A tank can be fully filled with water using a pipe that fills 20 liters in a minute. A bigger pipe that can fill 25 liters in a minute ..will take one minute less to fill the same tank. How...
A tank can be fully filled with water using a pipe that fills 20 liters in a minute. A bigger pipe that can fill 25 liters in a minute ..
will take one minute less to fill the same tank.
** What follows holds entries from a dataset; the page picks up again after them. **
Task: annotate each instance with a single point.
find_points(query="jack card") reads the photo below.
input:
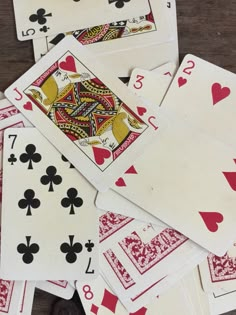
(119, 35)
(89, 116)
(35, 20)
How many minutes does the smaller pipe take to fill the tank?
Let the volume of the tank be V ( in litres)
The rate of filling the tank with a smaller pipe is 20 L / m
Then, the time will be taker to fill the tank is T1 = V/20 .......(1)
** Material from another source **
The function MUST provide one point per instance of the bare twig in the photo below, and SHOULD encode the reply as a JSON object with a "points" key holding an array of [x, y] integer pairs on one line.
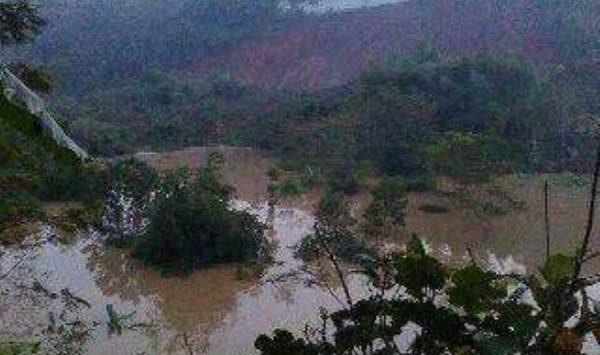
{"points": [[546, 220], [581, 253]]}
Now with the bigger pipe, the rate is 25 L / m
Then the time will be taken to fill the tank is T2 = V/25
But the time taken is one minute less than the time required to fill with smaller pipe.
==> T2 = T1 - 1
==> T1 -1 = v/25
==> T1 = v/25 + 1............(2)
Now from (1) and (2) we conclude that:
v/25 + 1 = v/ 20
==> (v+25) / 25 = v/20
==> (v+25) /5 = v/ 4
We will multiply by 20.
==> 4(v+25) = 5v
==> 4v + 100 = 5v
==> V = 100 litre
==> T1 = v/20 = 100/20 = 5 minutes.
Then, the time required to fill the tank with the smaller pipe is 5 minutes.
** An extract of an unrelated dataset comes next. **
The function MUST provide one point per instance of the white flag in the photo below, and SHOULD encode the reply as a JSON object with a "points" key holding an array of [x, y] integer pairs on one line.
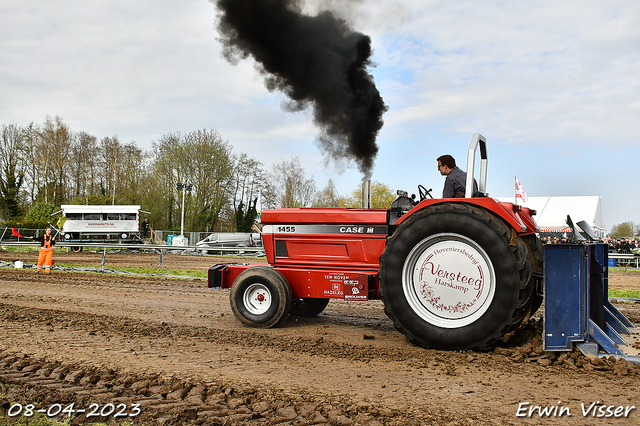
{"points": [[259, 203], [520, 192]]}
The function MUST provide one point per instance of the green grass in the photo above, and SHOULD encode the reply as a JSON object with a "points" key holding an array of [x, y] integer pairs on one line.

Let the time taken to fill the tank with the smaller pipe be T. This pipe fills at the rate of 20 liters/ minute.
So the capacity of the tank is 20T.
The bigger pipe fills at 25 liters/ minute and takes 1 minute less.
So we have 20T / 25 = T - 1
=> 20T = 25T - 25
=> 5T = 25
=> T = 5
Therefore the smaller pipe takes 5 minutes to fill the tank.
Let V be the volume of the tank in litres.
Then at the rate of 20 litre per minute the smaller pipe takes V/20 minutes.
Then the bigger pipe takes V/20-1 minutes by data which should also be equal to V/ 25 minutes.
Therefore V/20 -1 = V/25. Multiplying by 20*25 we get:
25V - 20*25 = 20 V.
So 25V- 20 V = 20*25.
5V = 20* 25.
V = 20*25/ 5 = 100 litre.
So the smaller pipe takes 100/20 = 5 minutes.